Het eerlijke antwoord is: waarschijnlijk wel.

Het geeft maar aan hoe moeilijk het is om te stoppen met gedrag dat je al zo lang hebt (volgehouden). Niet dat ik mijn werk vervelend vond hoor. Ik vond het evalueren leuk, ik vond het zoeken naar dwarsverbanden leuk, en het rapporteren erover vond ik ook leuk.

Hoeveel is eigenlijk genoeg?

Maar je kunt je dus afvragen of dit gegeven (ik vond het leuk) voldoende is in het grotere plaatje. Werd de organisatie er beter van? Ja, vast. Maar elke twee jaar had niet gehoeven. Elke drie jaar was ook prima geweest, en zelfs misschien elke zes jaar (1x per accreditatieperiode).

Ik durf niet te zeggen of ik met deze frequentie had kunnen stoppen als ik er was blijven werken. Er had waarschijnlijk iets drastisch moeten gebeuren waardoor ik er geen tijd meer voor zou kunnen maken. Gek genoeg gebeurde dat ook, want ik besloot mijn koers om te gooien om te starten met mijn bedrijf als organisatieadviseur. 

Hoe het nu, vier jaar later, gaat met het evaluatieproces op mijn oude werkplek? Ik heb geen idee. Maar ik hoop dat ze mijn toenmalige standaard een beetje hebben losgelaten.

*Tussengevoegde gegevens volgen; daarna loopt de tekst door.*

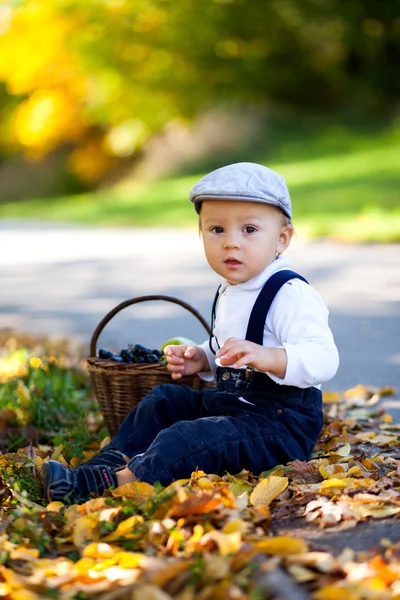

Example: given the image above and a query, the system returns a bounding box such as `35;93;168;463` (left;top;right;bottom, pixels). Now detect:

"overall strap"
245;270;308;346
209;284;221;354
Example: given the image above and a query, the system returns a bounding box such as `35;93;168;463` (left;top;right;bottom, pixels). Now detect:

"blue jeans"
104;371;323;486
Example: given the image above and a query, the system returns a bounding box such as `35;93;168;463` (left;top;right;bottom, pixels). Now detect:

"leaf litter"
0;334;399;598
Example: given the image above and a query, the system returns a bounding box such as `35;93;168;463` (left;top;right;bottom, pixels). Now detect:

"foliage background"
0;0;399;239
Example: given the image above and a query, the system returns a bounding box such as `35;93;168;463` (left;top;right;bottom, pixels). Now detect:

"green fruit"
160;336;197;352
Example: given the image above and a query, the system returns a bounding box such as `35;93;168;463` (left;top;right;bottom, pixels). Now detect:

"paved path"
1;220;399;410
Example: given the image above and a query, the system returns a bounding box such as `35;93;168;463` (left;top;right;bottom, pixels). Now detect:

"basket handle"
89;295;211;357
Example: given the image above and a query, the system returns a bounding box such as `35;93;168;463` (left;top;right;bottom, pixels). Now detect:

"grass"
1;117;399;242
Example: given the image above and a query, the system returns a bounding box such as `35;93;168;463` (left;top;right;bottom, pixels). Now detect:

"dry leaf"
254;536;308;556
250;476;289;506
72;514;100;547
102;515;145;542
111;481;157;500
167;491;222;518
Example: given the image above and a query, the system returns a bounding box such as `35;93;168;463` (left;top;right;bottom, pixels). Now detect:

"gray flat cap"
189;162;292;219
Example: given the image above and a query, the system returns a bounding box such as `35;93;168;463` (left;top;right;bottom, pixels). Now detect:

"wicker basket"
85;295;215;436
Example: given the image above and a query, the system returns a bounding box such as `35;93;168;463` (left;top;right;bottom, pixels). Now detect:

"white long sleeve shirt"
199;256;339;389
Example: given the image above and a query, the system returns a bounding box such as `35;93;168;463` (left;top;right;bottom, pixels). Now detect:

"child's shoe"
75;449;127;470
42;461;118;504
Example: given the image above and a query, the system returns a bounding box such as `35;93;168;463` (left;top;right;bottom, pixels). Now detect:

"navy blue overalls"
107;271;324;486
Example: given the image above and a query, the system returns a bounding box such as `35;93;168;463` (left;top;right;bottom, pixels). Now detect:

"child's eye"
243;226;257;233
211;226;224;234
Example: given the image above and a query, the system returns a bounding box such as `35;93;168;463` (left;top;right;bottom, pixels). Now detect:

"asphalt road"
1;220;399;411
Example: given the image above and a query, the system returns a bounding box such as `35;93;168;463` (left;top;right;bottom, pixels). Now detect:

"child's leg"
43;384;205;503
76;383;205;470
103;383;205;457
125;410;283;486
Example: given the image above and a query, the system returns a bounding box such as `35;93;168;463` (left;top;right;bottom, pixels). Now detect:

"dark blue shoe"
75;449;127;470
43;460;118;505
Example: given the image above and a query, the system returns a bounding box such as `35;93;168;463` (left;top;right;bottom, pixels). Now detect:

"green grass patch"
1;119;399;242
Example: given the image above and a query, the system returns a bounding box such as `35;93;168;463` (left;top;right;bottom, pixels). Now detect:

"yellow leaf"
380;413;394;424
191;469;207;478
314;584;359;600
347;465;362;477
361;459;378;471
46;501;64;512
286;551;335;573
254;536;308;556
74;557;96;575
357;505;400;519
222;519;248;534
203;530;242;556
196;477;214;490
78;497;107;515
319;465;339;479
111;481;156;500
355;431;376;441
0;584;12;596
320;478;346;490
148;560;194;587
9;547;40;561
11;590;41;600
322;391;341;404
0;566;26;589
287;564;317;582
372;434;399;446
163;479;190;494
102;515;144;542
72;513;100;547
344;384;369;399
334;443;351;457
187;524;204;548
250;476;288;506
57;454;69;466
83;543;115;559
100;436;111;449
114;552;146;569
378;386;396;397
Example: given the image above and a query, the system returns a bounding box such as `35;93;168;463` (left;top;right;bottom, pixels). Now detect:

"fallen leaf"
111;481;157;500
250;476;289;506
167;491;222;518
102;515;145;542
72;514;100;547
254;536;308;556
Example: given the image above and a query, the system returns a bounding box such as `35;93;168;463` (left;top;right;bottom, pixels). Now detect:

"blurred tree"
0;0;399;184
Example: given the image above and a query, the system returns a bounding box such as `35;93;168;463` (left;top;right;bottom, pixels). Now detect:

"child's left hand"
216;337;287;378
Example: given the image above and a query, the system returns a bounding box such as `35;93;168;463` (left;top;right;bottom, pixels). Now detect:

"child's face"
200;200;293;284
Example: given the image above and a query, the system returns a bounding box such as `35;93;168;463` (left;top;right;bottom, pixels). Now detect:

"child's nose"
223;233;240;248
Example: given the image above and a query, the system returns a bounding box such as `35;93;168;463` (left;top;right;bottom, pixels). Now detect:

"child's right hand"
164;345;208;380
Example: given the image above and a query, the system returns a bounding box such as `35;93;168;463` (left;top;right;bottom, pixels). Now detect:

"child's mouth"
224;258;242;267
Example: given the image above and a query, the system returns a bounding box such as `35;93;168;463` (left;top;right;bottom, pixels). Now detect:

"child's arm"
216;281;339;388
216;339;287;378
164;344;210;380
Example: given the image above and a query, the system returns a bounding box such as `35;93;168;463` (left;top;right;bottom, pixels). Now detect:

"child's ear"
277;225;294;254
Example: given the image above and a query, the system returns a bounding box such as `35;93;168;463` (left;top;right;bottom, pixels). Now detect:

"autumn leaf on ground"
285;459;323;483
167;490;222;518
250;476;288;506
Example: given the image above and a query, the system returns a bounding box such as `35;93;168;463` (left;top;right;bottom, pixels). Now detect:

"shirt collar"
219;255;292;294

Is het ook in jouw team tijd om nog eens kritisch te kijken naar waar (te) veel tijd aan wordt besteed? Laten we samen op onderzoek uitgaan. Neem contact op.

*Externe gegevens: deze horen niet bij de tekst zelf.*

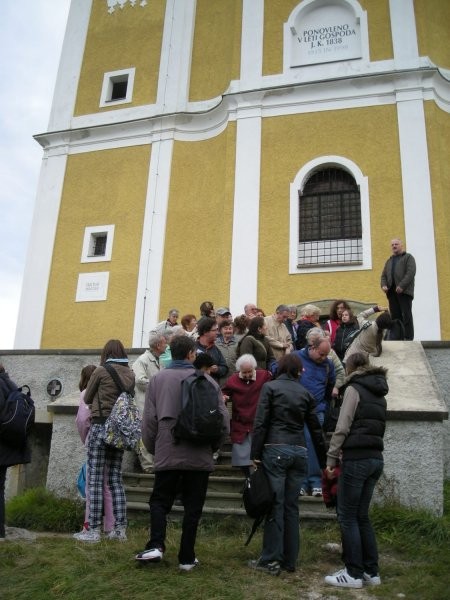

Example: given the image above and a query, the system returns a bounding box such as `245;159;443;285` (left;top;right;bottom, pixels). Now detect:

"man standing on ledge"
380;238;416;340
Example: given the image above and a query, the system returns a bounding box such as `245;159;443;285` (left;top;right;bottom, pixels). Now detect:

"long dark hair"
100;339;128;365
329;299;351;320
237;316;265;355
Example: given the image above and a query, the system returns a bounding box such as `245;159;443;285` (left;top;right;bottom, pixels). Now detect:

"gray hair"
276;304;290;313
148;332;165;350
236;354;257;371
163;325;185;341
306;327;326;345
300;304;321;318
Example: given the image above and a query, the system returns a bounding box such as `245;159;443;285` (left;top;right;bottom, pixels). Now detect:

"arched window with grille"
289;156;371;274
298;168;362;266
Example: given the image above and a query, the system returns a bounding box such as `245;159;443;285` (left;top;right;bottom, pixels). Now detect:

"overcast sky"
0;1;71;349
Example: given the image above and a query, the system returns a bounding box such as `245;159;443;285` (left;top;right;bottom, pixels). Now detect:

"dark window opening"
92;234;107;257
298;168;362;266
111;79;128;101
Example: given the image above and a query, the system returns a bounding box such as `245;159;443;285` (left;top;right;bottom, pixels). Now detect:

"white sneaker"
325;568;363;588
363;572;381;585
106;526;127;541
312;487;323;497
135;547;164;562
179;558;199;571
73;528;101;543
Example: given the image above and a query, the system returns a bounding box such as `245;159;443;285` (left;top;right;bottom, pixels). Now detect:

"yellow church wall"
262;0;393;76
74;0;166;116
424;101;450;338
258;105;403;312
189;0;242;101
41;146;151;349
415;0;450;69
157;125;236;319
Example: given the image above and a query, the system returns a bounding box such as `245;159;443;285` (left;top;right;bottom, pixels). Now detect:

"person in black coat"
333;308;359;361
0;364;32;541
249;354;326;575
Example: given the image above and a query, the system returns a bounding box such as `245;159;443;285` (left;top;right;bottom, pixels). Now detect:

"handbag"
100;364;142;451
242;466;274;546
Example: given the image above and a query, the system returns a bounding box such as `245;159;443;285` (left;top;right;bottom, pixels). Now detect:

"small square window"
100;68;135;107
81;225;115;263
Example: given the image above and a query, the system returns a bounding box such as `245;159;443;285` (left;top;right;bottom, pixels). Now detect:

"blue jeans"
260;445;307;570
301;411;324;492
337;458;383;579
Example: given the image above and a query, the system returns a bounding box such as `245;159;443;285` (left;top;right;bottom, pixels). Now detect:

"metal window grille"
92;234;107;257
298;169;362;267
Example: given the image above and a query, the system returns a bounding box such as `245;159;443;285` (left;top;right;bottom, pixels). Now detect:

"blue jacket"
294;347;336;413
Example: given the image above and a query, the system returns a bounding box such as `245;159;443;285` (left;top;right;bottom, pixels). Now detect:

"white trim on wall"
229;116;262;316
289;155;371;274
389;0;418;67
240;0;264;87
132;139;174;347
156;0;196;113
47;0;92;132
14;155;68;349
396;97;441;340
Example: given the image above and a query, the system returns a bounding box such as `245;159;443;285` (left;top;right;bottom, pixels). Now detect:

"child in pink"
74;365;114;536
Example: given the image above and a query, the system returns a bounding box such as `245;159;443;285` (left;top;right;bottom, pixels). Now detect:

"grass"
2;483;450;600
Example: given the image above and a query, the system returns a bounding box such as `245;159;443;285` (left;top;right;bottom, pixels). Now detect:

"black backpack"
172;370;223;449
242;467;274;546
0;381;35;448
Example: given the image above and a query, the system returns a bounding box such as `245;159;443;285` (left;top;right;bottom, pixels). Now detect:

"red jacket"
221;369;272;443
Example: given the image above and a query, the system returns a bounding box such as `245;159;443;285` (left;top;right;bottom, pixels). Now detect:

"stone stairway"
123;443;335;522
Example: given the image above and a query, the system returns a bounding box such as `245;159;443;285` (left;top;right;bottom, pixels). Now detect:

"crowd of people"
1;239;415;587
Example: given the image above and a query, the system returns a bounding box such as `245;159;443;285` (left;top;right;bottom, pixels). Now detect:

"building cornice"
34;61;450;156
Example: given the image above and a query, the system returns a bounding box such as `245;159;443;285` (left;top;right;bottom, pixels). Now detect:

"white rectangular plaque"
76;272;110;302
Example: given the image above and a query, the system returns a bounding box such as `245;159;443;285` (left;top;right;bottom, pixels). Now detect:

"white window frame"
289;156;372;274
99;67;135;107
81;225;115;263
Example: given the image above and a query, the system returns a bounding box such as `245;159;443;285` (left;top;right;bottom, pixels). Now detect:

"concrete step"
123;471;335;520
127;500;336;521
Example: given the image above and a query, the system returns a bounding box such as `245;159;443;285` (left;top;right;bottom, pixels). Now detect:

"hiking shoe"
106;526;127;542
179;558;199;571
73;527;101;543
248;559;281;576
325;568;362;588
312;487;323;497
135;547;164;562
363;572;381;585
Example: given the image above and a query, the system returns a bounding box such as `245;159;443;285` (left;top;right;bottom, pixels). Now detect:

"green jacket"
380;252;416;297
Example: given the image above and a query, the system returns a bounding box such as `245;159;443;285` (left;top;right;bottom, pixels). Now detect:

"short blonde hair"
300;304;321;318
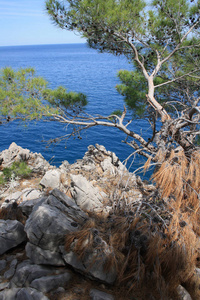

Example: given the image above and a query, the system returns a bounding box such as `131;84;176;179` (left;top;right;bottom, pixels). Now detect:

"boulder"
10;260;54;288
29;152;50;174
0;260;6;273
30;272;71;293
101;157;116;175
0;282;9;291
0;287;49;300
21;188;43;202
61;247;116;285
46;189;88;222
0;220;26;255
1;192;22;208
70;174;105;211
0;142;30;168
40;169;61;189
4;259;17;279
25;204;77;251
177;285;192;300
25;190;87;252
90;289;115;300
26;242;65;266
19;197;47;216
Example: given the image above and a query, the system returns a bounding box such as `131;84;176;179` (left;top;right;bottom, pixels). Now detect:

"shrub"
1;161;32;183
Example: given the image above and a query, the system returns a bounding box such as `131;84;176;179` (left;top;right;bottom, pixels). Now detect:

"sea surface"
0;44;152;176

Titia Verdenius (1980) helpt betrokken, ambitieuze managers in het mbo, hbo en wo bij het bouwen van succesvol gestroomlijnd onderwijs. Op deze website schrijft ze regelmatig over het snijvlak van procesmanagement, onderwijskwaliteit én het inzetten van jezelf als instrument voor verandering in en met je werk. Met haar bedrijfskundige en systemische blik geeft zij je altijd weer zicht op een ander perspectief.    Neem contact op

More to explore...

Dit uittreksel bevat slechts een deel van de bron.